先月末に、国立奈良博物館の「白鳳展」を見に奈良へ行ってきた。
ぼくは結構古代日本が好きで、7、8回奈良に行ってるんだけれども、
毎回どこか奈良を舐めてたり、奈良の本質は江戸時代や鎌倉時代に修復された市内ではなくて
郊外にあるとかマニアックなところがあって、奈良市内は全然回ってなかった。
で「白鳳展」自体は、そんなに面白いもんじゃなかったのですが、
東大寺の前にある興福寺の運慶•快慶コレクションとかが面白かった。
「ぶっ壊された仏像」とかが残っているのだ。
もう殆ど忘れられた過去になるんですが、日本では明治時代に「毀仏毀釈運動」という運動があって、
わりに色んなところで、お寺さんや仏像がめちゃくちゃ壊されまくってたのだ
(その前にも戦国時代にはキリシタン大名が、江戸時代には水戸黄門がぶっ壊しまくってるので、
大分、茨木、伊勢、鹿児島にはお寺さんが少ないと言われてる)。
で、興福寺には7メートルくらいの千手観音像とかがあったわけですが(写真が撮れなくて残念)、
こういう本気でバケモノみたいにデカくて、ヤバそうなオーラを出してる仏像を壊そうと
意気込んでお寺さんにやってきた明治に人らってどんな気持ちだったんだろうなと想像したらすごく楽しかった。

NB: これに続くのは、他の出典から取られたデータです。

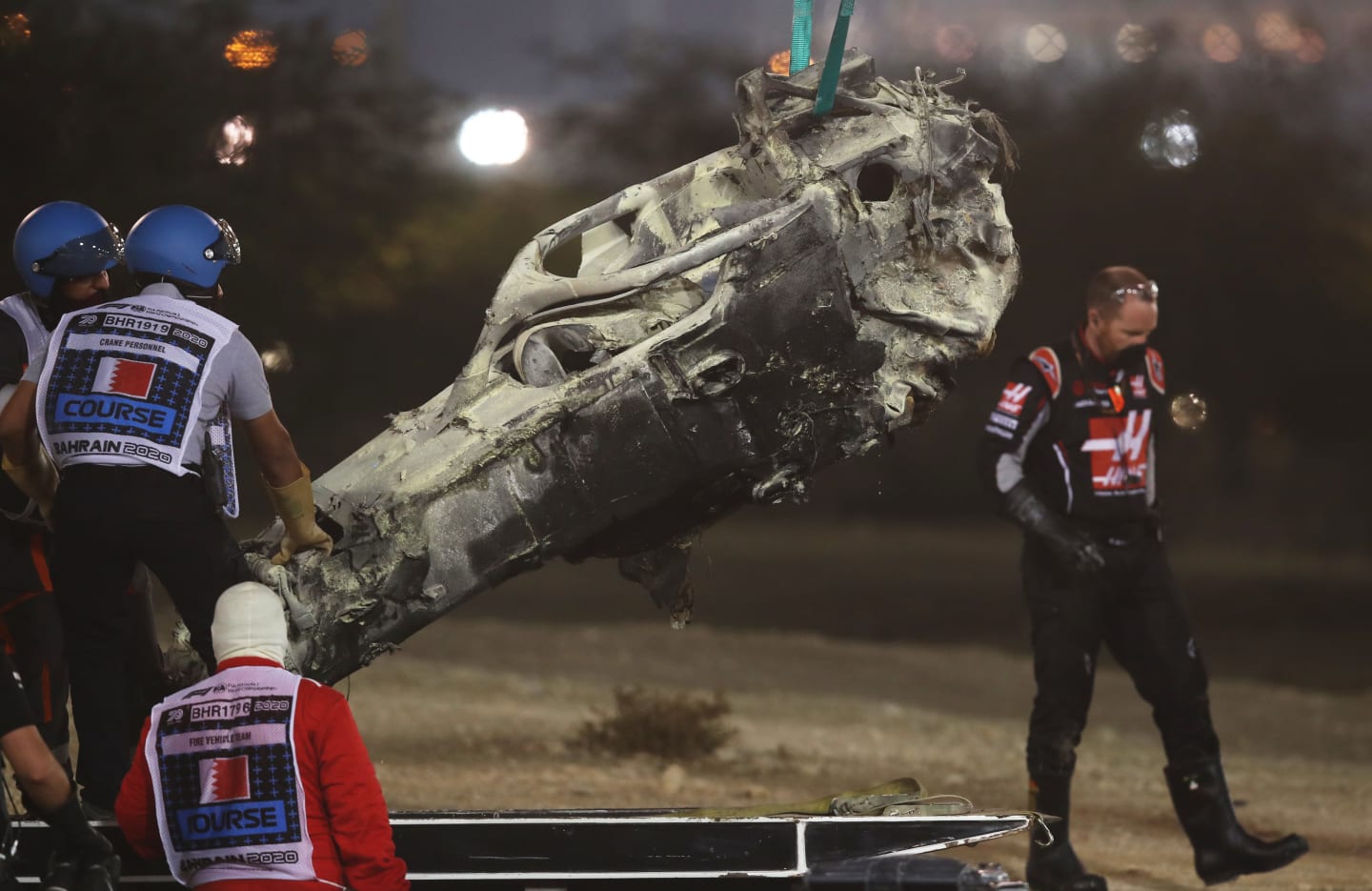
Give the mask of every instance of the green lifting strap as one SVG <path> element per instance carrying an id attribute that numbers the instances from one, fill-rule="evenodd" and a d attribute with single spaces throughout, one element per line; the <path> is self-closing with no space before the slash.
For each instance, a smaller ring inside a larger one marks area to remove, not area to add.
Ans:
<path id="1" fill-rule="evenodd" d="M 829 38 L 829 55 L 825 56 L 825 73 L 819 77 L 819 92 L 815 93 L 816 118 L 825 117 L 834 107 L 838 70 L 844 66 L 844 48 L 848 44 L 848 21 L 853 16 L 856 4 L 858 0 L 844 0 L 838 7 L 838 21 L 834 22 L 834 34 Z"/>
<path id="2" fill-rule="evenodd" d="M 815 0 L 794 0 L 790 14 L 790 73 L 809 66 L 809 34 Z"/>

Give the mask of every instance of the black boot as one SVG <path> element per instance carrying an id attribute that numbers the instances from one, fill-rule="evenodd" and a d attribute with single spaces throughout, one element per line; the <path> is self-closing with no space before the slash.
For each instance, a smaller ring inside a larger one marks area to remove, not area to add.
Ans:
<path id="1" fill-rule="evenodd" d="M 60 807 L 43 814 L 55 839 L 44 888 L 113 891 L 119 884 L 119 858 L 110 840 L 95 831 L 81 813 L 75 792 Z"/>
<path id="2" fill-rule="evenodd" d="M 1177 820 L 1196 851 L 1196 875 L 1206 884 L 1281 869 L 1310 850 L 1310 844 L 1298 835 L 1264 842 L 1244 832 L 1233 814 L 1218 758 L 1184 766 L 1169 765 L 1163 773 Z"/>
<path id="3" fill-rule="evenodd" d="M 1052 842 L 1047 842 L 1041 826 L 1034 826 L 1029 839 L 1029 859 L 1025 879 L 1033 891 L 1106 891 L 1106 880 L 1087 872 L 1067 836 L 1067 815 L 1072 810 L 1072 777 L 1048 777 L 1030 781 L 1029 809 L 1041 814 L 1062 817 L 1048 824 Z"/>

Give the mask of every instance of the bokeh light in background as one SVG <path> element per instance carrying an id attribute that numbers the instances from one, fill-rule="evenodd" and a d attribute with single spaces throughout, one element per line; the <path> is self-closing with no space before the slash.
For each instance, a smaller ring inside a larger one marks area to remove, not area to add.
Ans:
<path id="1" fill-rule="evenodd" d="M 27 43 L 33 37 L 29 30 L 29 16 L 23 12 L 8 12 L 0 16 L 0 47 Z"/>
<path id="2" fill-rule="evenodd" d="M 1199 430 L 1209 416 L 1210 410 L 1199 393 L 1172 397 L 1172 423 L 1181 430 Z"/>
<path id="3" fill-rule="evenodd" d="M 1056 62 L 1067 55 L 1067 36 L 1056 25 L 1040 22 L 1025 32 L 1025 52 L 1034 62 Z"/>
<path id="4" fill-rule="evenodd" d="M 295 356 L 291 353 L 291 345 L 285 340 L 273 340 L 262 350 L 261 356 L 262 371 L 269 375 L 288 375 L 295 367 Z"/>
<path id="5" fill-rule="evenodd" d="M 1239 56 L 1243 55 L 1243 38 L 1228 25 L 1216 22 L 1200 36 L 1200 48 L 1205 49 L 1206 58 L 1211 62 L 1228 65 L 1238 62 Z"/>
<path id="6" fill-rule="evenodd" d="M 977 34 L 966 25 L 944 25 L 934 32 L 934 49 L 948 62 L 967 62 L 977 55 Z"/>
<path id="7" fill-rule="evenodd" d="M 1264 12 L 1253 23 L 1258 45 L 1268 52 L 1295 52 L 1301 48 L 1301 30 L 1286 12 Z"/>
<path id="8" fill-rule="evenodd" d="M 1125 62 L 1143 62 L 1158 51 L 1158 38 L 1143 25 L 1125 25 L 1115 34 L 1115 52 Z"/>
<path id="9" fill-rule="evenodd" d="M 358 27 L 335 37 L 333 60 L 350 69 L 366 62 L 366 32 Z"/>
<path id="10" fill-rule="evenodd" d="M 462 121 L 457 148 L 475 165 L 509 165 L 528 150 L 528 125 L 513 108 L 484 108 Z"/>
<path id="11" fill-rule="evenodd" d="M 1139 137 L 1139 151 L 1155 167 L 1190 167 L 1200 158 L 1200 132 L 1191 113 L 1177 108 L 1148 121 Z"/>
<path id="12" fill-rule="evenodd" d="M 224 58 L 244 71 L 269 69 L 276 65 L 276 36 L 268 30 L 241 30 L 225 44 Z"/>
<path id="13" fill-rule="evenodd" d="M 236 114 L 220 128 L 214 157 L 220 159 L 220 163 L 243 166 L 247 163 L 247 152 L 252 147 L 254 139 L 257 139 L 257 128 L 241 114 Z"/>

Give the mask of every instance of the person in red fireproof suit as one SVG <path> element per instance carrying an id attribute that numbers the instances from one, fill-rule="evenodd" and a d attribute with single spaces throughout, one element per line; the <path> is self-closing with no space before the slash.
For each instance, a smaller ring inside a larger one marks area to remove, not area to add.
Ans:
<path id="1" fill-rule="evenodd" d="M 407 890 L 347 700 L 283 667 L 281 599 L 233 585 L 211 634 L 218 670 L 152 710 L 119 789 L 133 850 L 206 891 Z"/>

運動は激しかったけれど、大仏をはじめ壊せなかった仏像も多くあるのだ。
(古い仏像は木造ではなく、鋳造が多いので処理に困ったのもあるかもしれない)
ってな感じで、歴史って案外年表に載ってる重大事件よりも「忘れられた出来事」のほうが断然面白い。
歴史ラバーには「それ以外の奈良」ってすごくすごく楽しい場所だと思うのだ。